Porque assim como a morte veio por um homem, também a ressurreição dos mortos veio por um homem. Porque, assim como todos morrem em Adão, assim também todos serão vivificados em Cristo. … Assim está também escrito: O primeiro homem, Adão, foi feito em alma vivente; o último Adão em espírito vivificante. (1ª Coríntios 15.21-45)

Além dos profetas, a palavra de Jesus é o testemunho com maior credibilidade que temos. Ele cita Abel, filho de Adão, como um profeta, o que está registrado nos textos de Mateus (Mateus 23.34-36) e Lucas (Lucas 11.49-51). Não podemos imaginar que Jesus tivesse um entendimento limitado ou restrito pela cultura do Seu tempo! Segundo Paulo, Jesus veio à terra para desfazer o castigo da mortalidade imposto sobre Adão e Eva, quando desobedeceram a Deus. Se não temos um Adão e uma Eva (como diz o Gênesis humano científico), então sobre o que Paulo está falando? Ainda que possamos supor que Paulo misturava a iluminação divina com seu conhecimento do 1ª século, Jesus faz uma referência a Adão que não podemos ignorar.

Por outro lado, está bem claro que todos os Cristãos são mortais. Não sabemos sobre João, mas todos os demais apóstolos morreram. Inclusive Pedro, famoso por presenciar milagres. Jesus, então, apesar de ter ressuscitado fisicamente algumas pessoas, incluindo a Si próprio, veio à terra para preparar o Reino de Deus (Mateus 12.28), assinalar o perdão dos homens (Mateus 12.31) e anunciar a Ressurreição ao final dos tempos (Mateus 22:28-30). Ele anunciou um re-nascimento após a morte, que não é exatamente reverter a mortalidade de Adão, mas fazer algo inexistente antes. A mortalidade de todos os demais seres viventes, castigados junto com Adão, não foi sequer abordada por Jesus.

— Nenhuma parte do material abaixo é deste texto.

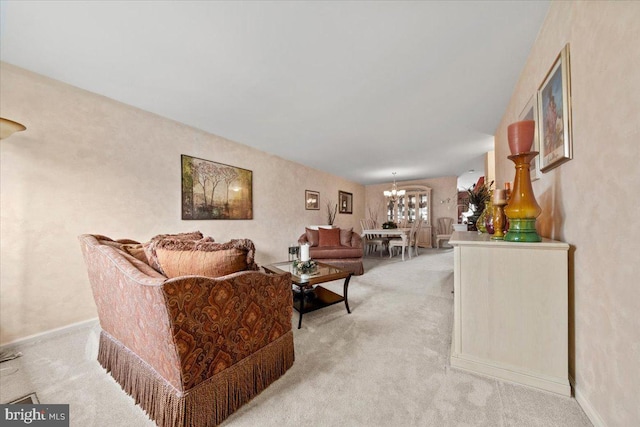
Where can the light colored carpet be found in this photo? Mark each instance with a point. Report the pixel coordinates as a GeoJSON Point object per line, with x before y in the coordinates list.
{"type": "Point", "coordinates": [384, 364]}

Lembremos que, no VT, o pecado de um pesava sobre o destino de todos. O homem puro teria vida longa, enquanto o pecador morreria, matado por Deus ou outros homens. Sempre terminava com a morte sendo o fim completo e definitivo. No tempo dos gregos (330 - 130 a.C.), introduziu-se o conceito do Hades, um mundo sombrio onde os mortos ficavam depositados, aguardando por toda eternidade. Embora Paulo, o grego, tenha se esforçado em anunciar Adão e Jesus como o Alfa e o Ômega, o Princípio e o Fim da Humanidade, precisamos avaliar seriamente se isso era uma revelação dada a ele ou parte de sua retórica figurativa, uma vez que Jesus não colocou tais termos. De fato, a única referência criacionista de Jesus, ainda sob a palavra de Seus narradores Mateus e Lucas, é citar Abel como um profeta (coisa que o VT mesmo não faz).

UMA NÃO-CONCLUSÃO

É significativo que Jesus não tenha abordado esse tema; talvez não fosse uma questão na moda em Sua época, mas seria algo que muitos hoje gostariam de Lhe perguntar. Talvez valha a fala de Jesus: “Quem me constituiu juiz ou árbitro entre vós?” (Lucas 12.14). A misteriosa Carta aos Hebreus diz que não se chega a Deus senão por meio da fé (Hebreus 11.6), o que significa, raciocinando, que provavelmente Deus se faz invisível à Ciência. Ao contrário do que clamam alguns argumentos Criacionistas de que os cientistas são ateus, muitos se debruçam sobre Seu rastro, como mostram as freqüentes notícias eufóricas sobre alguém ter descoberto a “assinatura matemática”, "química" ou “cósmica” de Deus.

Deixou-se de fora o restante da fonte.